Challenges in the Treatment of Major Depressive Disorder With Psychotic Features

Anthony J. Rothschild

Disclosures

Schizophr Bull. 2013;39(4):787-796. 

In This Article

Summary

In summary, psychotic depression is associated with significant morbidity and mortality but is underdiagnosed and undertreated. In recent years, there have been several studies that have increased our knowledge regarding the optimal treatment of patients with psychotic depression. The combination of an antidepressant and antipsychotic is significantly more effective than either antidepressant monotherapy or antipsychotic monotherapy for the acute treatment of psychotic depression. Most treatment guidelines recommend either the combination of an antidepressant with an antipsychotic or ECT for the treatment of an acute episode of unipolar psychotic depression. The optimal maintenance treatment after a person responds to either the antidepressant/antipsychotic combination or ECT is unclear particularly as it pertains to length of time the patient needs to take the antipsychotic medication. Unfortunately, the number of studies and number of tested antidepressant/antipsychotic combinations is quite limited. Clearly, more studies are needed to investigate other combinations that are commonly used in clinical practice along with studies of maintenance treatment. Little is known regarding the optimal treatment of a patient with bipolar disorder who has an episode of psychotic depression or the clinical characteristics of responders to medication treatments vs ECT treatments. Thus, there remain many questions for future research.

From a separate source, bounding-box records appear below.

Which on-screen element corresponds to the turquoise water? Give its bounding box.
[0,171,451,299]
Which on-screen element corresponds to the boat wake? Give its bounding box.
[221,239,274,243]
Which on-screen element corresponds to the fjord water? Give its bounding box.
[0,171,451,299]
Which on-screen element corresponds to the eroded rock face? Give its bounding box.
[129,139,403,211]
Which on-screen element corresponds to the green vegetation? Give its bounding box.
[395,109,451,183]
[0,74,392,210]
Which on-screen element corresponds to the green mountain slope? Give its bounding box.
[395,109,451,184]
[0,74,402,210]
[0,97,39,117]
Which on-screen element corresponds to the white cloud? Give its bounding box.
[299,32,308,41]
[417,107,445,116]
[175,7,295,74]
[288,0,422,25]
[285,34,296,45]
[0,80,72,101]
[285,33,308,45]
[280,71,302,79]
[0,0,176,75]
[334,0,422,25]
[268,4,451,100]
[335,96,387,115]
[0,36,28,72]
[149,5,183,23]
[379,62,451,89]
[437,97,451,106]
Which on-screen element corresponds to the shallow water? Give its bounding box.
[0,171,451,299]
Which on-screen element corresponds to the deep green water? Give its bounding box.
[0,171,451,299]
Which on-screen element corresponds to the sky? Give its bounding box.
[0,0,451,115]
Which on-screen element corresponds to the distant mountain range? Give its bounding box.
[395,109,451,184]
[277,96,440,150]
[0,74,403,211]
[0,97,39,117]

Those that seem of greatest importance include the following: (1) what is the optimal maintenance treatment after a person responds to either the antidepressant/antipsychotic combination or ECT; (2) what are the clinical characteristics of responders to medication treatments vs ECT treatments; (3) decision trees to delineate the second and third lines of treatment when the first treatment is ineffective; (4) the efficacy of bilateral vs unilateral ECT; (5) differences in response and side effects to medication treatments and ECT in younger vs older patients; (6) the role of maintenance ECT; (7) what is the optimal treatment of a patient with bipolar disorder who has an episode of psychotic depression; and (8) do other combinations of antidepressant and antipsychotic medications that are commonly used in clinical practice have efficacy? The answers to these questions would be of significant practical utility to clinicians treating patients with psychotic depression.